Face à un changement brutal du comportement, une visite chez le vétérinaire s’impose. Le spécialiste procèdera à des analyses sanguines, souvent accompagnées de tests sérologiques, dans le but d’identifier avec précision la présence de l’agent pathogène. La prise en charge médicale consiste à administrer une cure d’antibiotiques pendant plusieurs semaines. Dans la plupart des cas, le chien retrouve progressivement sa vitalité si le traitement est bien suivi. Il arrive cependant que des douleurs articulaires, ou une faiblesse chronique, persistent plusieurs mois après la guérison.
Est-il possible de guérir complètement ?
Selon le stade de l’infection, la récupération varie fortement. Les chiens ayant reçu les antibiotiques dès les premiers symptômes guérissent généralement sans séquelles. Si l’intervention tarde ou que le chien présente des complications, des troubles chroniques risquent de subsister. Prendre le temps d’observer concrètement les réactions du chien, adapter les activités et maintenir un suivi régulier avec le vétérinaire figurent parmi les conseils les plus utiles.

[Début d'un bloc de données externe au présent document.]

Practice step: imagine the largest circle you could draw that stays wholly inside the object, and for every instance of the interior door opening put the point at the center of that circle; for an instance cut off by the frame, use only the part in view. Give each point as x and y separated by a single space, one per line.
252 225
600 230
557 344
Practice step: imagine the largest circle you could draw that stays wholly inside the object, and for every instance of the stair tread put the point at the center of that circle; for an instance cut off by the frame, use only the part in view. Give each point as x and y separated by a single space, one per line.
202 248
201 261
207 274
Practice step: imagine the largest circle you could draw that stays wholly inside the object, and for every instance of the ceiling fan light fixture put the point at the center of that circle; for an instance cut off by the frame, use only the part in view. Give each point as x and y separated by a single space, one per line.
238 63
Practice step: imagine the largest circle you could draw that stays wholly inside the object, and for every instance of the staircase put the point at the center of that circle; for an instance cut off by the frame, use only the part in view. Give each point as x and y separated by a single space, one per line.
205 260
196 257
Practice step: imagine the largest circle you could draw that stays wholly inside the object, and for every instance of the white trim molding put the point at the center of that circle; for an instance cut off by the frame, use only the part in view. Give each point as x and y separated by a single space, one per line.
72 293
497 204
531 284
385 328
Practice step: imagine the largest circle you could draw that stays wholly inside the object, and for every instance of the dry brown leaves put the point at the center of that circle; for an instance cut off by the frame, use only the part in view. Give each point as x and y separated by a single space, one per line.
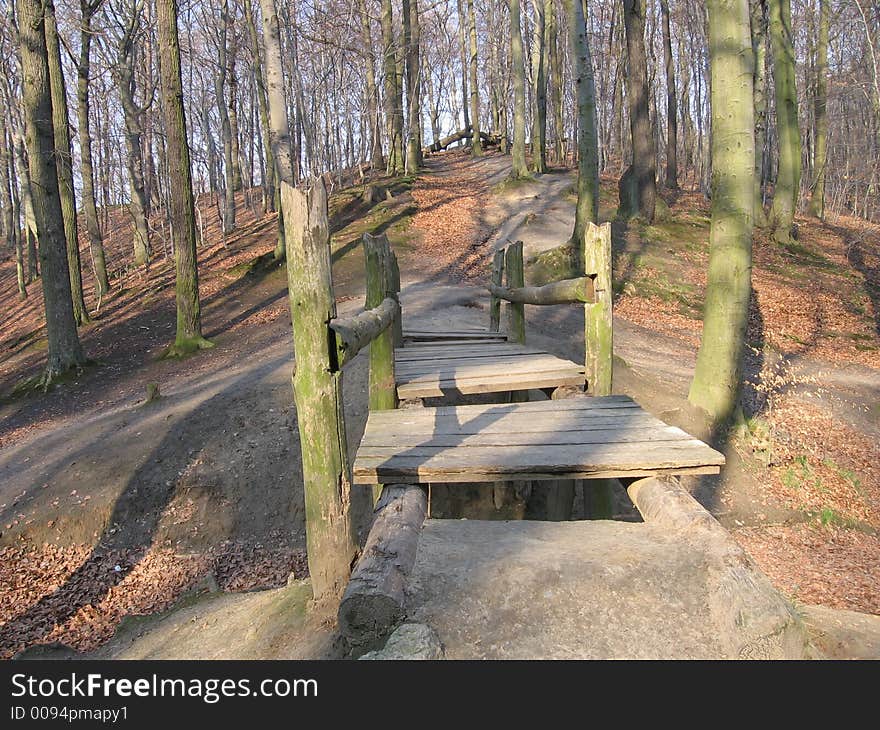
450 206
818 565
77 597
820 463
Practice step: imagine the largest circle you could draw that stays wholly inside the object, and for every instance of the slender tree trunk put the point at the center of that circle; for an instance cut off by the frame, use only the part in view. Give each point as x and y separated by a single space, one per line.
96 244
555 82
393 111
414 88
233 121
181 204
377 161
225 126
65 351
717 378
10 207
759 49
27 202
644 158
131 116
476 142
788 178
820 151
520 168
256 57
587 209
317 384
671 102
539 73
279 131
64 162
463 52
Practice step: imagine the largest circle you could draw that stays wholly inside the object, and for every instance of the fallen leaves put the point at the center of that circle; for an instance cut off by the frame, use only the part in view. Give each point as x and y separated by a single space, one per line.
76 596
818 565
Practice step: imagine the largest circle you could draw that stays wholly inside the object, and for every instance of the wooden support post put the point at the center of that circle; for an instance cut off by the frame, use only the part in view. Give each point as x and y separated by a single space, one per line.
394 293
495 305
383 390
598 328
514 275
317 389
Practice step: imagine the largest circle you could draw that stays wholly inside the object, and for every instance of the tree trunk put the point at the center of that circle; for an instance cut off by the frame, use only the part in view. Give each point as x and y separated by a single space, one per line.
65 351
317 386
462 44
96 245
555 82
225 126
644 163
377 161
412 35
64 162
393 111
671 103
759 49
716 384
587 210
539 73
476 143
181 204
256 57
132 115
817 199
27 200
10 208
234 135
788 178
520 168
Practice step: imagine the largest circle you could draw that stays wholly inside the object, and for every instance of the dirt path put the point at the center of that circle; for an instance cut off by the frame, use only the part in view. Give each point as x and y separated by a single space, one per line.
206 481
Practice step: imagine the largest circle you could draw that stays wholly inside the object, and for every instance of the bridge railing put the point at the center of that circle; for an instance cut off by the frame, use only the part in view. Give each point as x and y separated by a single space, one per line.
378 326
593 290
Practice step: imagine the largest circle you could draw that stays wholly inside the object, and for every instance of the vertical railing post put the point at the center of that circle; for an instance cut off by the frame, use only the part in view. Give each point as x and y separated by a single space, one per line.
599 349
317 389
394 293
515 278
497 280
598 324
380 281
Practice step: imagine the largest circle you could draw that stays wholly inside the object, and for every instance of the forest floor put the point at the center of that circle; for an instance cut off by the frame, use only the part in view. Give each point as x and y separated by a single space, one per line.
111 507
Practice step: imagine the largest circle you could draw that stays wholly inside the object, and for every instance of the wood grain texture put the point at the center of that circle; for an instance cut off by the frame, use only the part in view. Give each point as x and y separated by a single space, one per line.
575 439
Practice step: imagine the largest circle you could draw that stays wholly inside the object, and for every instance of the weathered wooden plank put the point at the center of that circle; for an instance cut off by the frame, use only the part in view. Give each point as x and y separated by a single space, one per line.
598 323
566 291
414 354
453 335
495 303
609 435
508 426
368 476
613 402
514 277
503 366
436 389
689 452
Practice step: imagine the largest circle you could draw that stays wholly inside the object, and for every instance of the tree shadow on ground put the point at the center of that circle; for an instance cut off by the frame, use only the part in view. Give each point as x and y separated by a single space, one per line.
134 524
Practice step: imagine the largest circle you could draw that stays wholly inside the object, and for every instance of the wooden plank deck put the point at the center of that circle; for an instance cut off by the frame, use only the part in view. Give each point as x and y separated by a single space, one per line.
581 438
478 365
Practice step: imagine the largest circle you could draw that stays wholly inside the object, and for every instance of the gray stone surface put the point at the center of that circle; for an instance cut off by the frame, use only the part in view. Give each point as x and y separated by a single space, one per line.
677 589
409 641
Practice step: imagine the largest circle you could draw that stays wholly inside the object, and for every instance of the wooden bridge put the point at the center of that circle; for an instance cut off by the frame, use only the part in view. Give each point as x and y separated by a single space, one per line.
576 429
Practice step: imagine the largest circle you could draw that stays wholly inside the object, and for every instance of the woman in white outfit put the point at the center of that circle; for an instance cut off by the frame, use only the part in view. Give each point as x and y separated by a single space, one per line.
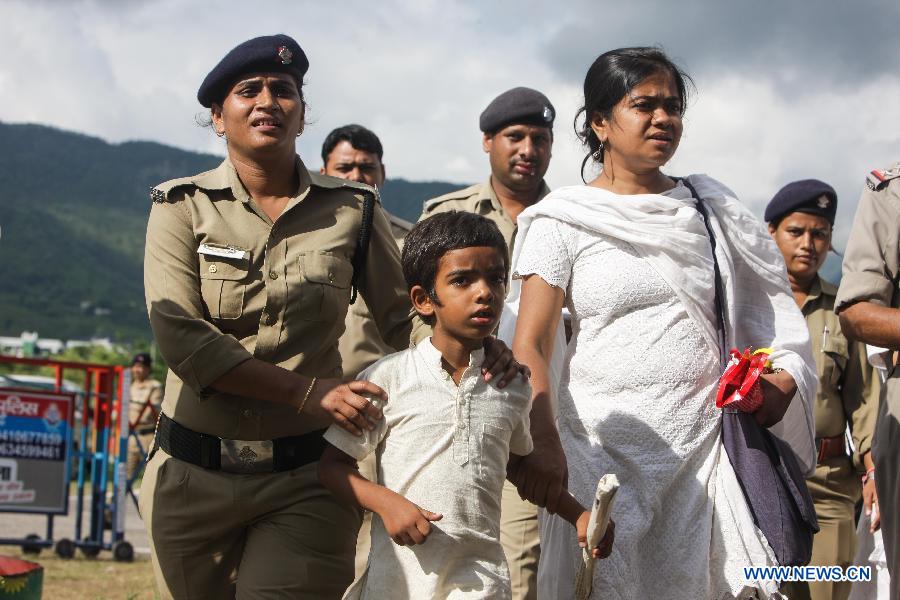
629 256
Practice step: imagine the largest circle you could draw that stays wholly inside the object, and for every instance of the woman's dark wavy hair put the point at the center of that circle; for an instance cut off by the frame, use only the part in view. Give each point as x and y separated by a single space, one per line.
612 76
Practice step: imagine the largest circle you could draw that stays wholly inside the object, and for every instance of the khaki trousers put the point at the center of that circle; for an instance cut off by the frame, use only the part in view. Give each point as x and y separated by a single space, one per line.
135 457
367 468
886 454
835 488
521 542
219 535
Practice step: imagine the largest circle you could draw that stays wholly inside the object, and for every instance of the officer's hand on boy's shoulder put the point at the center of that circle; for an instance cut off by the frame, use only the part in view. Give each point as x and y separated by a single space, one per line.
346 404
500 362
407 523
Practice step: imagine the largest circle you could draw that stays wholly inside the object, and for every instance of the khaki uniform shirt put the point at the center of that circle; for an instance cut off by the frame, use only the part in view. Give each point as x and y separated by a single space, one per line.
481 200
361 345
848 388
142 392
872 259
224 284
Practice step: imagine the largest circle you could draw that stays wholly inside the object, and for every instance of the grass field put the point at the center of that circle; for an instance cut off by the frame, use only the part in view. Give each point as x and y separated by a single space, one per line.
100 578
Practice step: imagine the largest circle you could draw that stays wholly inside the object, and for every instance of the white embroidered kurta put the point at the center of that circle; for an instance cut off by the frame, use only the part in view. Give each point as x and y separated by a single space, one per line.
637 398
445 448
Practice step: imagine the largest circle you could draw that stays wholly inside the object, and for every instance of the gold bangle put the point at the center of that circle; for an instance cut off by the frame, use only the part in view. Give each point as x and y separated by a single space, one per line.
306 396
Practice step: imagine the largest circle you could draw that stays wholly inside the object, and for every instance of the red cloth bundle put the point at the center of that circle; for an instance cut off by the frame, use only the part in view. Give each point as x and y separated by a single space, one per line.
739 386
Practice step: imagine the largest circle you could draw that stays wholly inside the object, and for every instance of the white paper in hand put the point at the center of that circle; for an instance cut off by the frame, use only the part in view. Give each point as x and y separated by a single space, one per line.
600 511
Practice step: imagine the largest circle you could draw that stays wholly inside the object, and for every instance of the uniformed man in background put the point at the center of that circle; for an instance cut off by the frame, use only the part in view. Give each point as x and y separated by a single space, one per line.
801 217
355 153
517 128
143 408
868 303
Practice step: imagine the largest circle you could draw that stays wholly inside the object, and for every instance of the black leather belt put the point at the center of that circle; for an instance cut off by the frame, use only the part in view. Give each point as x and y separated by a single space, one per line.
238 456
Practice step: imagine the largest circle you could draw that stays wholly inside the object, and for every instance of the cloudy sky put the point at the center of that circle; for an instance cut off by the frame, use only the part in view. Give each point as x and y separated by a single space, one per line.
786 89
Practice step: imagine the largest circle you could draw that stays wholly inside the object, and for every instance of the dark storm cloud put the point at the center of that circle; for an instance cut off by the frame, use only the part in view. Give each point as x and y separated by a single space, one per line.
799 45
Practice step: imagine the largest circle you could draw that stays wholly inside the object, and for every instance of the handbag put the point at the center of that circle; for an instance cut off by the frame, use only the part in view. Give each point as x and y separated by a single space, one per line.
765 466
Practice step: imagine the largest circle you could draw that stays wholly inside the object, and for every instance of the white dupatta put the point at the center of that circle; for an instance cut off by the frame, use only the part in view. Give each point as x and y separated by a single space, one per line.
760 310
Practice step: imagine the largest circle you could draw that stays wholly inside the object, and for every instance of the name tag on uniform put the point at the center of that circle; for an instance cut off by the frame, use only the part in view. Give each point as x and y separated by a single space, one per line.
223 251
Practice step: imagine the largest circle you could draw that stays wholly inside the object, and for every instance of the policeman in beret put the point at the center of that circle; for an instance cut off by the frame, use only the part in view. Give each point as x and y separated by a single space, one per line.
801 217
355 152
249 270
517 128
145 399
868 303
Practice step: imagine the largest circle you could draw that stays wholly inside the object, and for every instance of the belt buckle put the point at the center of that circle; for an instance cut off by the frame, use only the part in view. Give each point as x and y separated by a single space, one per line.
247 456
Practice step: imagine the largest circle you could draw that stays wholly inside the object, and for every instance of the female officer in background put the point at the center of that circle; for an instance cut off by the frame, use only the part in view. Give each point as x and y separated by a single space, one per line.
801 217
249 269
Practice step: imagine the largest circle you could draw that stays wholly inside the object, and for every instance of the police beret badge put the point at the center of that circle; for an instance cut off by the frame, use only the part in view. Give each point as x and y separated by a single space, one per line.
285 54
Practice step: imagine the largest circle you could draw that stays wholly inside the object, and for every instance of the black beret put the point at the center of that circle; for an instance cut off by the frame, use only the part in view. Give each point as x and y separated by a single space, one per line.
269 53
804 196
518 105
142 359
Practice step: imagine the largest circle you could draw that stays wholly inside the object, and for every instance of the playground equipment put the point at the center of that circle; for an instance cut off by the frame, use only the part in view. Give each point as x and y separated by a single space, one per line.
94 449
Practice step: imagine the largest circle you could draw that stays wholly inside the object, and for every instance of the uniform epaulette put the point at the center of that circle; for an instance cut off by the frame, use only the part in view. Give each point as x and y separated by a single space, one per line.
454 195
879 178
162 192
326 181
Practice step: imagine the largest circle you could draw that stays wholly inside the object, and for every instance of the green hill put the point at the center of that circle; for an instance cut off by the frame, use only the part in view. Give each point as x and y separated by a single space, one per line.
73 211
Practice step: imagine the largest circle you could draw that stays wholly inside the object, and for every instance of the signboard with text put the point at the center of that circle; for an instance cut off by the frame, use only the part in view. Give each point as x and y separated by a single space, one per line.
35 439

La maladie de Lyme chez le chien reste un sujet à suivre de près. Un animal actif, qui semble tout à coup fatigué, boite ou rechigne à sortir, mérite d’être examiné. La vigilance de chaque jour, le contrôle du pelage, un contact régulier avec le vétérinaire et l’utilisation d’outils de prévention forment un rempart contre la borréliose et les autres maladies transmises par les tiques.